NICE process and methods

8 The topic selection oversight panel

8 The topic selection oversight panel

8.1 Responsibility of the panel

8.1.1 The topic selection oversight panel is mainly responsible for making the following decisions about topics that have been considered by the NICE team:

  • selecting devices, diagnostics and digital health technologies for medtech innovation briefings (see section 5.2) and selecting and routing topics to any type of NICE guidance (see section 8.2)

  • ratifying the NICE team's decision not to select a topic for interventional procedures guidance (see section 8.3)

  • selecting and routing medicines to technology appraisal or highly specialised technologies guidance (see section 8.4).

8.2 Devices, diagnostics and digital health technologies

8.2.1 The topic selection oversight panel considers the briefing (if available, the medtech innovation briefing is used) and apply the selection and routing considerations to make their selection and routing decision (see section 6).

8.3 Interventional procedures

8.3.1 The topic selection oversight panel is informed about any topics that are not selected for interventional procedures guidance and is responsible for ratifying the NICE team's decision.

8.3.2 The topic selection oversight panel may be required to make a selection and routing decision on eligible interventional procedure topics if:

  • the clinical and cost effectiveness of the interventional procedure also needs assessing, or

  • another eligible topic is used within the procedure, such as a device, diagnostic or medicine.

8.3.3 The topic selection oversight panel applies the selection and routing considerations (see section 6) to decide whether to select the interventional procedure or other eligible topic for NICE guidance. If the topic is selected, multiple routing decisions may apply (see section 8.5).

8.4 Medicines

8.4.1 The topic selection oversight panel is responsible for making selection and routing decisions on eligible medicine topics if:

  • the medicine meets the highly specialised technologies routing criteria, or there are uncertainties about whether the criteria are met (see section 7.1)

  • there are uncertainties about whether the medicine fulfils the medicines selection considerations

  • the medicine fulfils the medicines selection considerations, but there is uncertainty about whether issuing technology appraisal guidance would add value (for example, because a new or existing policy allows people to have the medicine).

    All other topics that fulfil the medicines considerations are automatically selected and routed to technology appraisal guidance by the NICE team.

8.4.2 The topic selection oversight panel considers the topic briefing and applies the medicines and highly specialised technologies criteria to decide whether to route the medicine to technology appraisal or highly specialised technologies guidance, or to deselect the topic. Deselected topics may be referred to another organisation (such as NHS England and NHS Improvement) or considered for another output such as a NICE guideline, for which separate topic selection processes apply.
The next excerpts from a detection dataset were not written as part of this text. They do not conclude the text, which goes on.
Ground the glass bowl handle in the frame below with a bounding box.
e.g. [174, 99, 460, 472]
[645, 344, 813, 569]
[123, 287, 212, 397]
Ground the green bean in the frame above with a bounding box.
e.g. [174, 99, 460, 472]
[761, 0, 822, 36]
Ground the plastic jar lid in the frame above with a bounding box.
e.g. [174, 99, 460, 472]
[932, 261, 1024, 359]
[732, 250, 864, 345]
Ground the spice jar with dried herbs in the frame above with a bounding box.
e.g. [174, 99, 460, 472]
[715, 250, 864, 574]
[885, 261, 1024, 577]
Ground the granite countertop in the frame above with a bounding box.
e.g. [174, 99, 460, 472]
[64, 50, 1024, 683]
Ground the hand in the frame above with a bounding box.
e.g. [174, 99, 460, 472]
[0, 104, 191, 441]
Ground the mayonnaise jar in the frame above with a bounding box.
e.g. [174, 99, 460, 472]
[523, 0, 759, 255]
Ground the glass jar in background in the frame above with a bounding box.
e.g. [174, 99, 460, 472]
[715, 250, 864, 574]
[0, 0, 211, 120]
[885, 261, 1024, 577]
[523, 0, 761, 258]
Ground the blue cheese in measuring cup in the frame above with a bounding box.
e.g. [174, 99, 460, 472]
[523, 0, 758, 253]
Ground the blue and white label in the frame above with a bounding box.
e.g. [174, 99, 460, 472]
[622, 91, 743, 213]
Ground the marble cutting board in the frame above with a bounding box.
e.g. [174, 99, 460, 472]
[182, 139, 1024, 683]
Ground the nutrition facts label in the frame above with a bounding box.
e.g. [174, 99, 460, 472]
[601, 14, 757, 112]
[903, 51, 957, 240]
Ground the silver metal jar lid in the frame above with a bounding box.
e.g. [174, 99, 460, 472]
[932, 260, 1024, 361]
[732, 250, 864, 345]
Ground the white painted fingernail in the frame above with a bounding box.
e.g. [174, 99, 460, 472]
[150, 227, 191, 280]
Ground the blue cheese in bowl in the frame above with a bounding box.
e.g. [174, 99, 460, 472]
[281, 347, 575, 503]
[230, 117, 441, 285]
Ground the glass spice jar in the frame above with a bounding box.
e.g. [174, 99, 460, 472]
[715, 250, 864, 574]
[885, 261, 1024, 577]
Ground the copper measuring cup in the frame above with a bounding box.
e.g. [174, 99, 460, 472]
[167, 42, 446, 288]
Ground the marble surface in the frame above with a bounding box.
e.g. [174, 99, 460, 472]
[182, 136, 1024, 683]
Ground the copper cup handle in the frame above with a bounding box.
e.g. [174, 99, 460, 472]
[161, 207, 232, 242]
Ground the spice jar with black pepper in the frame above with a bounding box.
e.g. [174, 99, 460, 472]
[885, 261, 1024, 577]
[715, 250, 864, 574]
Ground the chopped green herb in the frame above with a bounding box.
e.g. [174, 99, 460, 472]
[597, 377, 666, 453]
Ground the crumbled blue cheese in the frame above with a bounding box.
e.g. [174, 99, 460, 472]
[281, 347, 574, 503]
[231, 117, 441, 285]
8.4.3 The NICE (Constitution and Functions) and the Health and Social Care Information Centre (Functions) Regulations 2013 require NICE to seek approval from the government before starting the development of technology appraisal or highly specialised technologies guidance. NICE does this by seeking a ministerial referral once a topic has been selected.

8.4.4 The ministerial referral does not specify whether to route the topic to technology appraisal or highly specialised technologies guidance because routing is NICE's responsibility.

8.5 Multiple routing decisions

8.5.1 Some topics may need more than 1 type of NICE guidance, for example interventional procedures that use a technology. NICE guidance may be needed to both assess the safety and efficacy of the procedure and the clinical and cost evidence of the technology used within the procedure.

8.5.2 The topic selection oversight panel considers topics that need more than 1 type of NICE guidance and whether they should be developed:

  • in parallel, where NICE will publish 2 separate pieces of guidance on the topic at the same time

  • in sequence, where NICE will publish 2 separate pieces of guidance at different times

  • through a modified guidance development process where NICE will publish 1 piece of guidance that explicitly assesses the safety and efficacy of the procedure and the clinical and cost evidence of the technology.